No-Go Theorem for Quasiparticle BEC in the Spin-Boson Model

TL;DR

This paper proves a no-go theorem showing that Bose-Einstein condensation does not occur for quasiparticles in the spin-boson model at finite temperature, despite formal similarities to free Bose gases.

Contribution

It provides a rigorous theoretical proof excluding BEC of quasiparticles in the spin-boson model, extending understanding of quantum phase transitions.

Findings

Quasiparticles in the spin-boson model do not undergo BEC at finite temperature.

Formal similarities to free Bose gases do not imply actual BEC in this model.

A no-go theorem is established for moderate equilibrium states.

Abstract

We analyze the possibility of Bose-Einstein condensation (BEC) at finite temperature in the spin-boson model within the frameworks of functional integral representations and the resolvent algebra.
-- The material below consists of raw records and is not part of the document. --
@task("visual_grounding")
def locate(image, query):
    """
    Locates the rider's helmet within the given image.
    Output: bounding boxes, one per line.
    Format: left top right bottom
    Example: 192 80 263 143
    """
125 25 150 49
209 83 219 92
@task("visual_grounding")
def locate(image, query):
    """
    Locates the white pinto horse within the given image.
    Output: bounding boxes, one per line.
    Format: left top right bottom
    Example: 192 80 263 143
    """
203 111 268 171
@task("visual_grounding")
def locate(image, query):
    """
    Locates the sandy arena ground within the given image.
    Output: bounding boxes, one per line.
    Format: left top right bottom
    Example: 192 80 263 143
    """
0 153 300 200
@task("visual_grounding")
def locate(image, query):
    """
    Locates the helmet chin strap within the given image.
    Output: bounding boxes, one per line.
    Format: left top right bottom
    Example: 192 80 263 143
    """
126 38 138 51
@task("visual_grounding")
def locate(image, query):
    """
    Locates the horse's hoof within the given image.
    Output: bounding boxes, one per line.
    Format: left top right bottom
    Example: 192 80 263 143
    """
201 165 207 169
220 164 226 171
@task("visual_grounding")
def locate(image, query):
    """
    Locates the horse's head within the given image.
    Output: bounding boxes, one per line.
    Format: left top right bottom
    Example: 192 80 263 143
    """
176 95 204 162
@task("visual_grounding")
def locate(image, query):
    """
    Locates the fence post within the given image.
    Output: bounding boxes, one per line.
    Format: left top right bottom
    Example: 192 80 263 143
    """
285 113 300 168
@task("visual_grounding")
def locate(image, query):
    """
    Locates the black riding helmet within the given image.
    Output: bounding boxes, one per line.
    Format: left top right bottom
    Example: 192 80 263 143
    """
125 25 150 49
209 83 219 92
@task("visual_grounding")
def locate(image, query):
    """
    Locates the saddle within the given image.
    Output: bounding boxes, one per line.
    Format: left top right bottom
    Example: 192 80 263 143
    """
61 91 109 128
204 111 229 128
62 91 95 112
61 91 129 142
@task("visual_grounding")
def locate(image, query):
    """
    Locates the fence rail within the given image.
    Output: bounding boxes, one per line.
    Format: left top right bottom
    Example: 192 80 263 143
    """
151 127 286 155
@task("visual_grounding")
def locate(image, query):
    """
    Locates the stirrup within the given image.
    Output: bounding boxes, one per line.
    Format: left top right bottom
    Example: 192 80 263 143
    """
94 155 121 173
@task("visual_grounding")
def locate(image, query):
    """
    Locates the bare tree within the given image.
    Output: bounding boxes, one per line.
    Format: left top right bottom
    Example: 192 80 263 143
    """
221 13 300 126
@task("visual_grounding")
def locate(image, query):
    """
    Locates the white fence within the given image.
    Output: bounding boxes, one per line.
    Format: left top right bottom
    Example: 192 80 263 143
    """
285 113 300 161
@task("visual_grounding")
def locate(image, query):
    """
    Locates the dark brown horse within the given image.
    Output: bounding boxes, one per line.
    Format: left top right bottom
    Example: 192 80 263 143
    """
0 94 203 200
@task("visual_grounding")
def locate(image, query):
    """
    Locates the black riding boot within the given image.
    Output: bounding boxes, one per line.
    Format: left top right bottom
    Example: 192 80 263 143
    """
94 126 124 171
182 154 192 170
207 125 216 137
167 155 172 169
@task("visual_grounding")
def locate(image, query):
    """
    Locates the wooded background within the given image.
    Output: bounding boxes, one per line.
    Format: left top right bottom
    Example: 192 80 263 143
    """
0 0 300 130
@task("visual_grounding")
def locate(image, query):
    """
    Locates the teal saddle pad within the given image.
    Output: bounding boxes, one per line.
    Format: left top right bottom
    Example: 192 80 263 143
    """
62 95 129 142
Because a sesquilinear form arising from the zero mode appears, analogous to the case of the free Bose gas, a BEC-type component is also formally present in the spin-boson model. However, according to arxiv:1207.4621, quasiparticles do not undergo BEC, so an argument is needed to exclude this possibility. In particular, for moderate equilibrium states defined by following the formulation of that paper, a no-go theorem for BEC is obtained.